The Valley Transportation Authority is 25 years old. And South Bay residents celebrated the same way they have for a quarter-century, since the first train rumbled through an onion field: By not riding.

The VTA's "nearly-empty trolleys" are some of the slowest in the United States, according to the San Jose Mercury News.

This leads drivers to sit steaming in San Jose traffic, even as they end up paying for it: Fewer than 1 percent of area residents ride, but each ride is subsidized by taxpayers up to $10, or 85 percent of the total cost.

The VTA took $2 billion to build and requires $66 million annually to operate, the newspaper reported. And for some reason, it's grossly more inefficient than comparable lines, the newspaper reported.

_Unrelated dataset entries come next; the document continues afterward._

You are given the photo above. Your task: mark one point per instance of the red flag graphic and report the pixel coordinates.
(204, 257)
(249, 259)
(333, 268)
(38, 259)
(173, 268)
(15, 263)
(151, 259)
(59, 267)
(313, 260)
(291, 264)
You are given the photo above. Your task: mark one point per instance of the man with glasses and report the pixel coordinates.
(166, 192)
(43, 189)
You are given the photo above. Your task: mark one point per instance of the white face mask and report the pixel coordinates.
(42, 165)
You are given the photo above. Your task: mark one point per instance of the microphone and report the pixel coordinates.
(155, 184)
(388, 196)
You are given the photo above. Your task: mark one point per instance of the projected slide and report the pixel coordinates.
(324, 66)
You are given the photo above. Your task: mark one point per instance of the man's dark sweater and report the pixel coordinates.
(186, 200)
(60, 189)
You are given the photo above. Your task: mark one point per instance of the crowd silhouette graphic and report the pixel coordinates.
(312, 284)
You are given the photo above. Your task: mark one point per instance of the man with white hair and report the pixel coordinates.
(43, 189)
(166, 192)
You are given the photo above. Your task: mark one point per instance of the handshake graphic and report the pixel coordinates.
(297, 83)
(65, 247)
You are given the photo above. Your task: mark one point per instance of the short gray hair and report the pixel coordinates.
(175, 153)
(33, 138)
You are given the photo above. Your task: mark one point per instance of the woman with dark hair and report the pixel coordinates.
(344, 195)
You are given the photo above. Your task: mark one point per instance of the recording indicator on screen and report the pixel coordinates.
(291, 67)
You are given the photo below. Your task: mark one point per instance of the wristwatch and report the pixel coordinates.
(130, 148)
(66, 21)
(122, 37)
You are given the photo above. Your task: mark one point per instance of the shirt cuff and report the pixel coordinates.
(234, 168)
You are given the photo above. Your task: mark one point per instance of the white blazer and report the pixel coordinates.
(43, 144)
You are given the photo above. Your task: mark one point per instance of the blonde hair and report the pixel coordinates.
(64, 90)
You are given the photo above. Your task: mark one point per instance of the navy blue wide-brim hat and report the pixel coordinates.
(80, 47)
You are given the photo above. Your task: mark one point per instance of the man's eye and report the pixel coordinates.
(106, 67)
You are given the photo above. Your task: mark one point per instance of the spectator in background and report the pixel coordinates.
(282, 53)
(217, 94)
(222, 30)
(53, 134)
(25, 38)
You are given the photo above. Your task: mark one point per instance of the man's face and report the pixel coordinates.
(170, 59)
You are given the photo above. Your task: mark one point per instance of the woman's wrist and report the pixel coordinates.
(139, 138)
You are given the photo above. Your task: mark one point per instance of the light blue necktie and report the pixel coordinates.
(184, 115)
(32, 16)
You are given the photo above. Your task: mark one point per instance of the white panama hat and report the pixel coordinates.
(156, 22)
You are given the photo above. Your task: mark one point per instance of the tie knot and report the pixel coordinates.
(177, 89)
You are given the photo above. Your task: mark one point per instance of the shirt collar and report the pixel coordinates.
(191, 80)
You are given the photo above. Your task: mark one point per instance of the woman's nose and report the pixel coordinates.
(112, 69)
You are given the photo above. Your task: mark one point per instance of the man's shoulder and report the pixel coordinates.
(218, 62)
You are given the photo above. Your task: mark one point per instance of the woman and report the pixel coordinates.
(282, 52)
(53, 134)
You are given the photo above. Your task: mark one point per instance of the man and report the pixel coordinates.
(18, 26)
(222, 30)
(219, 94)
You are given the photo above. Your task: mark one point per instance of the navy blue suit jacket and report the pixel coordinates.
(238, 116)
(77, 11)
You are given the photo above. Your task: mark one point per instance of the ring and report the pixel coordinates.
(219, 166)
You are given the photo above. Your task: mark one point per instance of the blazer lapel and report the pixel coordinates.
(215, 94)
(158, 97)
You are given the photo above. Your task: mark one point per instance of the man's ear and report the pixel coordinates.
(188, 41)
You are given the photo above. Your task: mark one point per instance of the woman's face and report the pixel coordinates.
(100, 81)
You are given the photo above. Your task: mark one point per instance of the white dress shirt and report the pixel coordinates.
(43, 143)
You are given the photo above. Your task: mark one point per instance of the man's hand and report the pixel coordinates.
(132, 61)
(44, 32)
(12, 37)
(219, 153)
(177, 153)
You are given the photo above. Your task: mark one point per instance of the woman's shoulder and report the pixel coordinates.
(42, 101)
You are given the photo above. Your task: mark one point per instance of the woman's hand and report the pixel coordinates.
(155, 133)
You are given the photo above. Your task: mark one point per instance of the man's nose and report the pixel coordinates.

The VTA requires 30 percent more money to operate while carrying 30 percent fewer passengers, the newspaper reported. And the per-passenger cost of $11.74 is 83 percent more than the U.S. average, and the third-most expensive in the nation.

Some of the inefficiency is by design: the train line's first routes were built along onion fields, rather than already-congested corridors. Rather than link existing sprawl, the VTA planned for growth that didn't quite pan out. Today, some lines do run downtown, but others run alongside orange groves, the newspaper reported.

Sacramento, a city comparable in size, sprawl and landscape, has a light rail that carries 40 percent more passengers per day than the VTA, the newspaper reported.

The VTA will spend $27 million to add express trains, which require new tracks, the newspaper reported, but authority officials admit that "the basics" need to be done better. Maybe in another 25 years?